LINC to What?
by Karen Charnow Lior
In the last year there has been a drastic change in the way language training is delivered through federal government funding. In January of 1992, the federal government introduced Language Instruction for Newcomers to Canada, LINC, and its complementary program, Labour Market Language Training, LMLT. Both initiatives mark a significant change in the policy direction of the federal government with respect to official languages instruction.
Before this policy was implemented, ESL language training was an integral part of many skills training programs. Combining skills training with language training and job search skills, such as resume writing and interview preparation, was an effective way of teaching language skills in an applicable, useful context. This training was delivered by community-based training programs often in partnership with school boards or colleges. The labour movement, public sector and community-based training deliverers and educators have long considered language training an essential bridge to job-related training. The policy changes have fundamentally altered the role of the federal government in the area of ESL programming with respect to purpose and program delivery.
From the late 1960s to 1990, the federal government funded, in Ontario, language training at the community colleges. This funding came primarily through Canada Employment and was directed to those destined for the labour market. In the program's early years, women, as well as immigrants identified as family-class immigrants and refugee claimants, were often excluded. One estimate is that "only 28% of immigrants received federally funded language training" through this program.
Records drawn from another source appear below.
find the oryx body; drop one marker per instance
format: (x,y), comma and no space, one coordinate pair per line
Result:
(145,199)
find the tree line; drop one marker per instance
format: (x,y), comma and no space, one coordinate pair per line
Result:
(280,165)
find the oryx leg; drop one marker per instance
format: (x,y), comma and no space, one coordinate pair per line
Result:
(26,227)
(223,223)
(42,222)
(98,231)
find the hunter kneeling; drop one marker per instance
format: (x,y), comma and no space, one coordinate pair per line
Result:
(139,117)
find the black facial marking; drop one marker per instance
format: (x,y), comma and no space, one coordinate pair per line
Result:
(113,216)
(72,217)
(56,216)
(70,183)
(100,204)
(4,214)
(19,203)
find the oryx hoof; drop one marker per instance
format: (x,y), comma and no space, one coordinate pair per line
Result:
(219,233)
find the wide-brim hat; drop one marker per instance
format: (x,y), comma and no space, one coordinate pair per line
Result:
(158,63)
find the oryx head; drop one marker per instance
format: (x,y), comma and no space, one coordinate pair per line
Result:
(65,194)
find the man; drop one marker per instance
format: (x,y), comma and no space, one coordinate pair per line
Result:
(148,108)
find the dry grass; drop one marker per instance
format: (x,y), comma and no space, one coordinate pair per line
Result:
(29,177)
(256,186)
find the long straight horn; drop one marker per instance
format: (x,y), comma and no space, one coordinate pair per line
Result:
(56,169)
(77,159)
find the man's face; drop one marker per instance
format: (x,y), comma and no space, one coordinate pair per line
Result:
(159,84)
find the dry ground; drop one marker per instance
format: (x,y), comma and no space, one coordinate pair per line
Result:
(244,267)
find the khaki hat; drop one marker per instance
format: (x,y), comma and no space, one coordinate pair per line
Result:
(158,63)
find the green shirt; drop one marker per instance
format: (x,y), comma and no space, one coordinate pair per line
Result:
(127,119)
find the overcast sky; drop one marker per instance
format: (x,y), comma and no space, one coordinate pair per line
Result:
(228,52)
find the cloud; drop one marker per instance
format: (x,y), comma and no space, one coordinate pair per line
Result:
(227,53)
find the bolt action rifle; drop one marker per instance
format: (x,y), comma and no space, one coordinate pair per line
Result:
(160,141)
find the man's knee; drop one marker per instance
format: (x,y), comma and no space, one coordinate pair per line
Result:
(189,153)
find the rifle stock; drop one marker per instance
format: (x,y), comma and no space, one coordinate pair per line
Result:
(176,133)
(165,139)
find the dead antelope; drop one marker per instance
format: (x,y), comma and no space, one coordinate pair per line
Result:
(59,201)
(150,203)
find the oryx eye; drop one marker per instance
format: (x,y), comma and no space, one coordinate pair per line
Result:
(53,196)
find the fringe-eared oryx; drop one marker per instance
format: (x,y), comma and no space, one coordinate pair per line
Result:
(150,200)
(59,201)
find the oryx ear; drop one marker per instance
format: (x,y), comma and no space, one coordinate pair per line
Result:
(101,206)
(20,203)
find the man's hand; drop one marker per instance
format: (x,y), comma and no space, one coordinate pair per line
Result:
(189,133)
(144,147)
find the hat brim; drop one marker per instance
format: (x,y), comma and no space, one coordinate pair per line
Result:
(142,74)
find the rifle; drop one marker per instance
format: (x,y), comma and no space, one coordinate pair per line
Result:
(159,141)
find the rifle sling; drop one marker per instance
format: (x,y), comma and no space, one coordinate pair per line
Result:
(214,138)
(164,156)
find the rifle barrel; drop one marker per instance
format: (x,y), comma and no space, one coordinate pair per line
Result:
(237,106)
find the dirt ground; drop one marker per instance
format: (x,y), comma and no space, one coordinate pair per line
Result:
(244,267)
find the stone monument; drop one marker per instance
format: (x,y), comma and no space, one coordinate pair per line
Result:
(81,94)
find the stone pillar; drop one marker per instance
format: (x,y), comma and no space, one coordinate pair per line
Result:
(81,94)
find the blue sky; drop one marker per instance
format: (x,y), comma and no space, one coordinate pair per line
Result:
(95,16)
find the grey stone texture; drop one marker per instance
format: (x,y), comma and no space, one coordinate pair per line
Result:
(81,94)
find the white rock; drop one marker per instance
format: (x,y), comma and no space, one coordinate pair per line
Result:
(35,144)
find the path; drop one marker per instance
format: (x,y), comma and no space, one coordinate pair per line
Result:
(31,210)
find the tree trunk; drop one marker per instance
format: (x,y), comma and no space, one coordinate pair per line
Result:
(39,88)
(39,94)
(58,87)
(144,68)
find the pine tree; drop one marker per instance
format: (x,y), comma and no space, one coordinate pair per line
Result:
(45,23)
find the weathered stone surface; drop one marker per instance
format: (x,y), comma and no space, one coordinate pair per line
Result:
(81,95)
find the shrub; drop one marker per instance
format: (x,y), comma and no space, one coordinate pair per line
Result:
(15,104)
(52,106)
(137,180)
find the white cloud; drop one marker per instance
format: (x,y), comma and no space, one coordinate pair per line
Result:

In Ontario, the federal programs in the community colleges trained many fewer learners than other federally funded community-based programs or provincially funded ESL classes offered by local school boards. The 1992 restructuring dramatically changed second language training delivery. The rationale was to make language training both more cost-effective and more accessible, which were legitimate concerns. The previous programs all catered to various populations but the delivery of language training was not well-coordinated nor equitably funded.